Whale Rock will not have enough water to last a 10-year drought, Styles said. The Fourth National Climate Change Assessment says a multi-decade drought is possible.

One study cited by the assessment, by Toby Ault of Cornell University, says that a multi-decade drought in the Southwest in this century is close to 45 percent. A 35-year drought is between 10 percent and 50 percent likely.

It would not be the first time that the campus has had a water shortage. In 1991, Cal Poly was nine years into what a campus farm superintendent said was a drought, according to a Mustang News article.
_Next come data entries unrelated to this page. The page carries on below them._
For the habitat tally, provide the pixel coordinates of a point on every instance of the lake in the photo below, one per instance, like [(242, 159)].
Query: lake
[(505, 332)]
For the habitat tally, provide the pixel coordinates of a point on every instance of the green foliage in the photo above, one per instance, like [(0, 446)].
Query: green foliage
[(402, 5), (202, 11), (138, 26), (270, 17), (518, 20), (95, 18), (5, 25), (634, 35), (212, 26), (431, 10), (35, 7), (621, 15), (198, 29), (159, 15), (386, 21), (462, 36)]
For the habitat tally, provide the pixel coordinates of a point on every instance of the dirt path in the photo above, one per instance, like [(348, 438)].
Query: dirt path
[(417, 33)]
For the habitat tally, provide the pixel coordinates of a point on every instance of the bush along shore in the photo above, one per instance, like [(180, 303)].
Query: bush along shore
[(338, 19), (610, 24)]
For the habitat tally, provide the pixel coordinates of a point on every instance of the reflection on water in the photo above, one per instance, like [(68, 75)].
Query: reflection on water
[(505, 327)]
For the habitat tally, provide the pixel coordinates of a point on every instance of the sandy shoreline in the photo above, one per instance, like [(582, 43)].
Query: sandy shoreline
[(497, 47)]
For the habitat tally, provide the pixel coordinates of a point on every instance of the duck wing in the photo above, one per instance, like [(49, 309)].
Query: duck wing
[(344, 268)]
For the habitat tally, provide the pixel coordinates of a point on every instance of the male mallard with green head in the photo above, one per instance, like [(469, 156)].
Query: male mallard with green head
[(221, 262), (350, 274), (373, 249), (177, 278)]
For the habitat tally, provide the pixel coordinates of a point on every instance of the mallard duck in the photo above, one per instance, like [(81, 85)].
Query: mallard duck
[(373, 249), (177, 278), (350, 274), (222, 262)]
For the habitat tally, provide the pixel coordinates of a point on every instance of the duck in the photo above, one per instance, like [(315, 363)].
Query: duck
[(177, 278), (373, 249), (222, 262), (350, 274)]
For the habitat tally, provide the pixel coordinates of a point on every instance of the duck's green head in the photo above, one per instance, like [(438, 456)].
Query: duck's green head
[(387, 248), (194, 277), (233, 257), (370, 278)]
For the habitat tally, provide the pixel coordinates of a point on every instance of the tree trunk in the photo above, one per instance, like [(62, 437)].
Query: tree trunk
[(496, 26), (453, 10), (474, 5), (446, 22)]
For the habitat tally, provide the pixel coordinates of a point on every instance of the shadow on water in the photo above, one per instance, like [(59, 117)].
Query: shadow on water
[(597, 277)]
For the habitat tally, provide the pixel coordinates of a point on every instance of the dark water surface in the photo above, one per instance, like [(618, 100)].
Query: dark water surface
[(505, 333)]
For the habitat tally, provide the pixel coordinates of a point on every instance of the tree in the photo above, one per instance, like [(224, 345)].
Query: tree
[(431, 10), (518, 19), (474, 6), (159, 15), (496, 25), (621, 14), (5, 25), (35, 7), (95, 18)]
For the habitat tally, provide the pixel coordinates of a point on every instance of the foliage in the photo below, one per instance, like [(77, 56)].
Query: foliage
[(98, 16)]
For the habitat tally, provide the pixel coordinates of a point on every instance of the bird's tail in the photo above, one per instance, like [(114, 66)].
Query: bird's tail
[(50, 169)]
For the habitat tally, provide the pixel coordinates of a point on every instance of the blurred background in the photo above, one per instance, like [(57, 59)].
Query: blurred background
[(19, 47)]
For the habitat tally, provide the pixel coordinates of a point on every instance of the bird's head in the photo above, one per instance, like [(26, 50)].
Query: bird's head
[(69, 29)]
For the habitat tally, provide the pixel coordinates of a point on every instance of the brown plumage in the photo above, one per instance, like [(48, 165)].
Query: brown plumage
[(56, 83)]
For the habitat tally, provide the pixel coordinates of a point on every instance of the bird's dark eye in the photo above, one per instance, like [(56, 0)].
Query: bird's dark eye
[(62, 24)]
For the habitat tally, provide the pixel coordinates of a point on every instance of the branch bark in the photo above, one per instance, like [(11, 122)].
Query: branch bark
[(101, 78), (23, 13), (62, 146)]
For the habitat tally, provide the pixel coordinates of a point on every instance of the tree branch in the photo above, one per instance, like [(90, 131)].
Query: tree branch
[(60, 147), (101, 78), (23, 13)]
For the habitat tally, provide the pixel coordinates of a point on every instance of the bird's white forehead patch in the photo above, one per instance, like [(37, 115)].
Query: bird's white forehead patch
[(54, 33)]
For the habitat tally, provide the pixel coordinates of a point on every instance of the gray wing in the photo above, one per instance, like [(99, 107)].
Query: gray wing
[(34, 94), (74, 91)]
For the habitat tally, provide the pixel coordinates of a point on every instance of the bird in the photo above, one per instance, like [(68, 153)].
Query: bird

It had not rained adequately since 1982. Cal Poly was “slowly running out of water.” The College of Agriculture began using drip irrigation to adjust, and had to cut back on the number of cattle, sheep and pigs which students could raise.

Cal Poly’s Master Plan calls for new infrastructure to deliver more domestic water to campus, but it does not specify the source.

A changing climate has allowed invasive species to expand, Headrick said. Sudden Oak Death Syndrome and Golden Spotted Oak Borer have been attacking California oak trees for the past fifteen years, Headrick said. The recent drought weakened oak trees around the state, making them more susceptible to the disease and pests.

The entirety of San Luis Obispo County is under quarantine for the Asian Citrus Psyllid. The bug used to be limited to certain climates, but have been making their way north as temperatures warm. They can carry a disease that kills citrus trees, forcing Cal Poly’s citrus workers to apply insecticides to every case before they ship them out because of state and federal quarantines and slowing production, Headrick said. “It devastates farmers.”

“We’re accepting this burden because this pest can be so damaging, because it’s the lesser of two evils,” Headrick said.

The drought weakened the immune systems of trees across the state, allowing invasive bark beetles to eat trees from the inside out, Headrick said. Bark beetles killed a record 129 million trees in California in 2017, according to CAL Fire. The dead trees pose a major wildfire risk.

White House researchers proposed mitigation measures in the Fourth National Climate Change assessment. They recommend reducing greenhouse gases and expanding wind and solar energy to generate electricity. Fossil-fuel combustion accounts for 85 percent of United States greenhouse gases, they said, and the rest comes from agriculture, city-scaping, industrial processes and fossil fuel extraction.

They also recommend individuals make daily choices to reduce carbon footprints.

The largest emissions in the U.S. come from transportation, the assessment authors wrote.